Methods: U251 glioblastoma cells were transfected with a CAIX siRNA construct utilizing lipofectamine 2000 (Invitrogen) as transfection reagent. As control served a non specific sequence siRNA. The cells were incubated in a humified 5% CO2 modular with either 21% oxygen and 25 mM glucose in the culture medium (ctrl.) or 0% oxygen plus 125 mM glucose (glycolysis). Cells were radiated using a linear accelerator with 10 Gy; TMZ treatment was performed at a concentration of 50 µM. Suppression of CAIX expression by siRNA was investigated by quantitative RTPCR and Western Blot. Cell toxicity was measured by a colorimetric assay (AQ assay, Promega), apoptotic cell death was investigated by annexin V labeling.

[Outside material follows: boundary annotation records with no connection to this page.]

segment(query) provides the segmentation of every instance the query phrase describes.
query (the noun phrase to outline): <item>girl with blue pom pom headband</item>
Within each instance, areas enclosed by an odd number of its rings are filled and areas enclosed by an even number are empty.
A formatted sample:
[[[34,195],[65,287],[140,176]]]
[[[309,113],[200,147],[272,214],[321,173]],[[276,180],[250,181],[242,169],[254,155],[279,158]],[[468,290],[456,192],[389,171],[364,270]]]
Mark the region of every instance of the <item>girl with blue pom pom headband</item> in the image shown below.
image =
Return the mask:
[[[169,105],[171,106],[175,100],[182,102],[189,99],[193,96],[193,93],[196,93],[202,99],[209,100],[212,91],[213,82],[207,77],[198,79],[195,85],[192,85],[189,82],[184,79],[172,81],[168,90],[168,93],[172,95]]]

Results: Transfection with sequence specific siRNA lead to a 90% reduction of both CAIX mRNA and protein expression compared to the non specific control siRNA. Knockdown of CAIX expression caused a significantly higher efficacy of radiation and chemotherapy particularly under glycolytic conditions. In addition, annexin V labeling demonstrated an increased number of apoptotic cells upon CAIX knockdown in both treatment arms compared to the non specific control.
Conclusions: Our data demonstrate that CAIX overexpression, which has been found in more than 90% of all glioblastomas, reduces efficacy of adjuvant treatment such as chemotherapy and radiation treatment. Blocking CAIX activity may therefore be an additional target for glioblastoma treatment.